There are picture buttons that look like buttons and have a design and purpose.
However upon examination they are often coded as links
This not goes against the expected functionality.
Also causes confusion, for users who rely on assistive technologies.
Real Life Challenges; Ionas Journey with Misaligned Buttons and Links
Now let me share an example that emphasizes the importance of this issue.
Allow me to introduce you to Iona, a member of my testing team.
Iona faces difficulties.
Depends on Dragon dictation to interact with her computer.
Using voice commands such as "click link" or "click button " Iona navigates through web pages.
The problem arises when Iona comes across buttons that visually appear as buttons but are actually coded as links.
When she says "Click Button " none of the buttons get highlighted, leaving her uncertain whether the problem lies with Dragon or the website itself.
To add complexity to matters the seen Search icon, often coded as a button may be the button, on a page.
So when Iona says "Click Button " it automatically selects the search box making her experience more challenging.
The toll, on Iona becomes apparent when she realizes that buttons that look like buttons are not coded as buttons.
She adapts by saying "Click Link," which triggers the appearance of numbered links or buttons that she can select.

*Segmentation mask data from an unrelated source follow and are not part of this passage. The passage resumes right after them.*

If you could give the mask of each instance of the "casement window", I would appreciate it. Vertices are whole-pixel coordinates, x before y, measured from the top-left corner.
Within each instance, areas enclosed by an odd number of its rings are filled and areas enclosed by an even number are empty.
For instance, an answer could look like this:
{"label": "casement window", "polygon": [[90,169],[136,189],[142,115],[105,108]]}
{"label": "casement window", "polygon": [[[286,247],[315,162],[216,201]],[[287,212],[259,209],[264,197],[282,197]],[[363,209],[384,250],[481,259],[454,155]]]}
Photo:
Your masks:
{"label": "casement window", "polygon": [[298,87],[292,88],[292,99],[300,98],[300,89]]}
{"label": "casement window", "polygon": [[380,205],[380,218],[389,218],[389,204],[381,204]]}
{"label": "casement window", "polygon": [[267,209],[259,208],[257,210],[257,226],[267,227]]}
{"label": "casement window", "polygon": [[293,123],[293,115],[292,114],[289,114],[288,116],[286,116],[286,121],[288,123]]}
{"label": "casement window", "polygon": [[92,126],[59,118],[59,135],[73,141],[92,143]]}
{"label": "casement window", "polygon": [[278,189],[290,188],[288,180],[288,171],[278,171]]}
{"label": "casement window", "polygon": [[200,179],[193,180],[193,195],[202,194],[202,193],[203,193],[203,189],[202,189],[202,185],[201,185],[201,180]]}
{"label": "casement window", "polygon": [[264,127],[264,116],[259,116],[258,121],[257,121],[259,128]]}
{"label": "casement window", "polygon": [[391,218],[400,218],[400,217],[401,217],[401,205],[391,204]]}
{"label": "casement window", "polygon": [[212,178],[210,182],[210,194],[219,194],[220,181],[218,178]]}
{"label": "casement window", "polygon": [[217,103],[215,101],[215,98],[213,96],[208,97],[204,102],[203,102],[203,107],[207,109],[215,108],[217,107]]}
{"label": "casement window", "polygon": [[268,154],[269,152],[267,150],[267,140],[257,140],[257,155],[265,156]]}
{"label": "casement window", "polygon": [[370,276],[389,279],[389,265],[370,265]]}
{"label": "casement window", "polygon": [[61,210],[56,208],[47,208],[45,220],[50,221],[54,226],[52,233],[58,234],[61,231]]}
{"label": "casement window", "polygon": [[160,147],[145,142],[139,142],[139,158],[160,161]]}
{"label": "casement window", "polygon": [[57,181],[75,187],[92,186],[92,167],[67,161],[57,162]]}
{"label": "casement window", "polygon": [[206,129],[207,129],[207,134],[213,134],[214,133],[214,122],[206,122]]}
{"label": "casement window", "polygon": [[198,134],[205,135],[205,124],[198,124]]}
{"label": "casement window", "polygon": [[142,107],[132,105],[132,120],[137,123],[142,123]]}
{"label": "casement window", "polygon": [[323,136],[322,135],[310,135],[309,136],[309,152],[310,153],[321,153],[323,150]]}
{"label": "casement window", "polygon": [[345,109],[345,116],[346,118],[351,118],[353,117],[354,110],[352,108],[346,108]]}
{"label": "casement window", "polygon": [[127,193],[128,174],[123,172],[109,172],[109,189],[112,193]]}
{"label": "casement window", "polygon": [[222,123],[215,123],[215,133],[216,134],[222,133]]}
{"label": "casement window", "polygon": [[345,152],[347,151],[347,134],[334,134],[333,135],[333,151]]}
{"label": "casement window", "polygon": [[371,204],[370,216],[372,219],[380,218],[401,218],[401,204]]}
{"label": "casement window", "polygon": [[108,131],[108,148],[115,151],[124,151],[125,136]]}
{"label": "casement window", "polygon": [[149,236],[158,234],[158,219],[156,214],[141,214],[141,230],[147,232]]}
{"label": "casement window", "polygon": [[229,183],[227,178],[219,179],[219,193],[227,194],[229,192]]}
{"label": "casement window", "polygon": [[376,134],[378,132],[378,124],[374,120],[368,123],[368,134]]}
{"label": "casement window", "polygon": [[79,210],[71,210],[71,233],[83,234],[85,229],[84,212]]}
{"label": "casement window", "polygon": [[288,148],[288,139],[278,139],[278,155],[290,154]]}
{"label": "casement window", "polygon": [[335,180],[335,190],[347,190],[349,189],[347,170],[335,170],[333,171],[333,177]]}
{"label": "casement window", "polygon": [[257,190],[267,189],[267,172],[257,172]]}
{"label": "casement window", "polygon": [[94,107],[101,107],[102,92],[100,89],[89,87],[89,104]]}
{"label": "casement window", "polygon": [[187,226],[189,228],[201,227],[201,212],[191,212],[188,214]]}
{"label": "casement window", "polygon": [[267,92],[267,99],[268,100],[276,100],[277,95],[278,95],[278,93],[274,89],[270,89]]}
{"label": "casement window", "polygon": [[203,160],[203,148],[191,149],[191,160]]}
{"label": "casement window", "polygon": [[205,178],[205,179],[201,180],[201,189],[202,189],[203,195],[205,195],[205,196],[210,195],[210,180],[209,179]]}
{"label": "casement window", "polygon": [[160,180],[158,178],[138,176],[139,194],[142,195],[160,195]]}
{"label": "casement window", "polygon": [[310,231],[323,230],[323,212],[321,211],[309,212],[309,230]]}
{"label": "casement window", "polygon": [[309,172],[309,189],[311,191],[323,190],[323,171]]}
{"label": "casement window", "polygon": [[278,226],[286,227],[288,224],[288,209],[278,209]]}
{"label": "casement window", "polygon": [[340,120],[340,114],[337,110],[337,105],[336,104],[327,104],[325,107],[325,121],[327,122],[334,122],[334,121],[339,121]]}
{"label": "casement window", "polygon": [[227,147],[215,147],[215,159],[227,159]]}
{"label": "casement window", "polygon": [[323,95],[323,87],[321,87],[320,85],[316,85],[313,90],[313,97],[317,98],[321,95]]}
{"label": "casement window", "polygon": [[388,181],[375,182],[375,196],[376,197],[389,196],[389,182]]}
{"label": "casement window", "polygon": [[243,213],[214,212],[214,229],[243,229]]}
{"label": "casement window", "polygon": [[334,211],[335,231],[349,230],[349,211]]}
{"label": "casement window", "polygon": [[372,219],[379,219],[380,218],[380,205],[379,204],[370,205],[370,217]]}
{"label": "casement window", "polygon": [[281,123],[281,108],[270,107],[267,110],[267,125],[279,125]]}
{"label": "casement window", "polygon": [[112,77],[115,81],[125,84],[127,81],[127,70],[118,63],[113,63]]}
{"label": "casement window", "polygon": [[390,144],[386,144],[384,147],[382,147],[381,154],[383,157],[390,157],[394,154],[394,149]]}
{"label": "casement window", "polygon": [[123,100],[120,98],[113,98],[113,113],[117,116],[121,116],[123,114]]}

Although this process may seem brief the lack of consistency across websites means it repeats frequently during audits leading to exhaustion for users like Iona.
A Refreshingly Simple Solution; Following Visual Cues
The solution to this problem is simple—follow cues.
If something looks like a button it should be coded as a button.
While buttons and links have functions their visual presentation is crucial for user understanding.
Web designers often style links to resemble buttons for reasons.
In cases aligning the code with the appearance ensures a seamless and inclusive experience for all users.
To conclude the integration of buttons and links in web design requires precision.
Misalignments in coding create obstacles for users those who rely on technologies.
By embracing an approach that reflects the indicators when coding buttons and links we not only enhance accessibility but also contribute to a more harmonious online experience, for everyone.
Caption: Check out these four buttons on our website; Shop Now Book Now Log In and Contact Us. They're cleverly placed around a cartoon of a face scratching its head.
We've got a question, for you; When is a button not a button?
Our team at Access by Design / Access, by Audit specializes in creating WCAG 2.2 compliant and beautifully designed websites.. We provide disabled accessibility testing as part of each website accessibility audit.